Friday, January 29, 2010

More Finike Winter Jottings

Forty people of thirteen different nationalities sat down to our traditional English Christmas dinner and enjoyed themselves without exception. Faik, the Komsu Garden restaurateur, his family and his chefs who had learnt so much during the trial run the week before, about which we wrote in the December blog entry, and had prepared so well both in the kitchen and in the dining room that Miggy had less than expected to do although she still had to ensure that the turkey, potatoes and vegetables were neither over or under cooked and make the gravy and the stuffing.
Modern Antalya, our regional capital, with its palm tree lined boulevards is one of Turkey's principle tourist resort and, being only a two hour and £8 return bus ride from Finike, is where we get our culture in the form of opera, ballet and orchestral concerts and where we can shop in superstores for products not readily available in Finike except, of course, pork for which we and most of our fellow liveaboards crave!
On the subject of shopping it is made easy in Turkey as shops tend to be grouped together by their trade or produce much like it has been for millennia in the 'Souks'.
Antalya has been continuously inhabited by the Greeks, Romans, Byzantines, Seljuks and the Ottomans since its founding in 159BC by Attalos 11, a Greek king of Pergamum.

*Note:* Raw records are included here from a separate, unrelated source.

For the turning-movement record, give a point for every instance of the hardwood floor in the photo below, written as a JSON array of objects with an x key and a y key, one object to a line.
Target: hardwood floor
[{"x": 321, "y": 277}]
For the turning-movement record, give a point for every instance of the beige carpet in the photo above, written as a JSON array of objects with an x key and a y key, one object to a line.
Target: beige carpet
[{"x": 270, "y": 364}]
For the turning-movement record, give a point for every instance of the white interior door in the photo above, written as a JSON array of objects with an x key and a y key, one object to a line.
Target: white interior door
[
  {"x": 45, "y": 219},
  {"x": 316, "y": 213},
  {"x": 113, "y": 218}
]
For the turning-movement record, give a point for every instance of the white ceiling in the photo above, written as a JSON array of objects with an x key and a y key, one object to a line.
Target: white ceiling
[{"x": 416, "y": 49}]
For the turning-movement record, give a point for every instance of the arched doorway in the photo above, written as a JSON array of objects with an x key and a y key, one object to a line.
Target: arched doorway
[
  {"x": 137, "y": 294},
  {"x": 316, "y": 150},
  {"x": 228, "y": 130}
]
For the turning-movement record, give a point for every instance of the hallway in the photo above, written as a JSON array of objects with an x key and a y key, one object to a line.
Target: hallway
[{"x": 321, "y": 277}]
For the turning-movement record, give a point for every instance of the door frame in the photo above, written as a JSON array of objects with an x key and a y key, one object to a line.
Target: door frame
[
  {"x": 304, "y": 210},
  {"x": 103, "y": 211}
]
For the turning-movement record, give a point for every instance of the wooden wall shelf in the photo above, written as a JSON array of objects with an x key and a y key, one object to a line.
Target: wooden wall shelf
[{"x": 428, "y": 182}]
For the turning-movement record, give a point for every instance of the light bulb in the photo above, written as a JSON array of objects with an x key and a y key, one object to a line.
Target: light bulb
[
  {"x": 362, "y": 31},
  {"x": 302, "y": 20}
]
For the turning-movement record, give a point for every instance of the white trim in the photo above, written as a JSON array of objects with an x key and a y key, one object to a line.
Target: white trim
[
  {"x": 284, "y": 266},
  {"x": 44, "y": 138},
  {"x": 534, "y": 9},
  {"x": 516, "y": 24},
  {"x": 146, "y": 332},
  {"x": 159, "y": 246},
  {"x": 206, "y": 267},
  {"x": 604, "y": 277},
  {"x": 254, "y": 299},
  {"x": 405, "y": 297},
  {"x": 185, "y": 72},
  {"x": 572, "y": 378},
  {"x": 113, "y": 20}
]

It is the picturesque old town or Kaleiçi that holds the most interest with its narrow winding streets and wooden balconied houses provided one can shut one's eyes to the inevitable plethora of tourist souvenir shops touting their junk. The 13th century fluted red brick minaret of the Yilvi Minare Mosque, previously adorned with turquoise tiles has become Antalya's symbol and the Karatay Medrese (theological college) from the same period displays fine Seljuk stone carvings on the portal and mihrap or prayer niche. Much of the old city fortifications still stand and the clock tower, once part of the city walls, marks the upper limit of the original city. A well preserved and renovated and beautifully decorated three arched gate with Corinthian columns was built into the city walls in 134AD in honour of the Emperor Hadrian. The cart tracks through the central arch have been exposed to view.
Despite our previous blog comment about 'old rocks' we still enjoy visiting ancient sites and to add to our collection we trampled around the ruins of the city of Termessos first settled by the Solymians in the first millennium BC. In fact they are the same Anatolian peoples that founded Sagalassos about which we wrote in October last year.
The city flourished in Hellenistic and Roman times and first appeared on history's stage when its formidable natural defences, being on a saddle of ground at 1100 metres between two cliffs, convinced Alexander the Great not to try to take the city in 333BC. Alexander was right; it is a long, steep exhausting climb to the city centre and we didn't even have hostile forces to dissuade us from success!
The buildings of Termessos are not as well preserved as many we have seen apart from the theatre with its fine views over Antalya Bay but the setting is magnificent. Termessos is included in the Güllük Dag National park where wild goats and deer and perhaps the only remaining Anatolian lynx roam.
Winter activities continue with regular Sunday barbeques, quiz nights and weekly talks on practical or historical matters. Recently an Historian gave a talk on the civilisations in the Eastern Mediterranean over the last 5000 years. At the Art Club Miggy has ventured quite successfully methinks into portraiture.
All this carries on in weather that has become quite wet and colder as the snow line lowers on the mountains to the north of us. It is a beautiful scene however and we do still have the warm sunny days in between.